A dark cloud creeps in slowly over a student’s schedule called “really tough classes.” The cloud pours driving sheets of rain on Syllabus Week, bringing lightning and thunder to universities. Professors get agitated by the storm and decide that since they can’t be happy, no one can be. They decide to assign homework on the first day. Large projects begin next week. Nothing has an absolute due date just yet.

The poor students facing the storm of ‘really tough classes’ do not get to partake in everyone’s fun. They must complete the necessary assignments to start of the year strong. They might not know people in the class yet and are forced to work alone. These students get soaked in the rain.”

This year, the majority of my classes broke the golden rule of Syllabus Week.
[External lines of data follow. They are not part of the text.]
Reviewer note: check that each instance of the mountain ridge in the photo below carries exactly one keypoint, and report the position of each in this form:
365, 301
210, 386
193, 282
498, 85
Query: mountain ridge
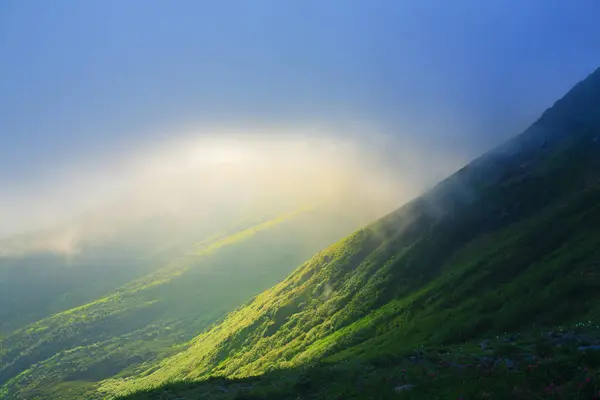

Not only did I stay in classes the whole allotted time but I also received homework for the very next class date. I did not get my “recess” time.  The storm ran over me and swirled me up in a tornado, and from that tornado, I watched my friends have all the fun.

Already a filled first week

Already a filled first week

Not only did I have to complete homework and therefore miss out on meeting up with friends, but my friends did not have the same situation as me. They did not understand that no, I was not making up an excuse to ditch them; I actually have work to do. There is a small population of students who do not get a Syllabus Week and those who have never experienced it just don’t understand.

Sometimes the syllabus itself is a problem. A full range of syllabi exist: a very detailed, date-filled syllabus to an idea-based, liquid, and ever-changing syllabus. Some professors put reading assignments on the date they’re due and some put them on the date they’ve been assigned as homework. Some put conceptualized dates and then change them as they go along. I need a detail-oriented syllabus with concrete dates to manage my schedule.

Despite the lack of frolicking fun, starting the school year without a break has prepared me for the upcoming semester. My friends are now cracking down to academia while I’ve already been here.

At the end of the storm, there is a brief period of warm weather and sunshine. Students hit by ‘really tough classes’ move forward as stronger academicians. That is, of course, until the journey to a 4.0 carries them over mountains, deserts, and oceans. Only then will they find a final break.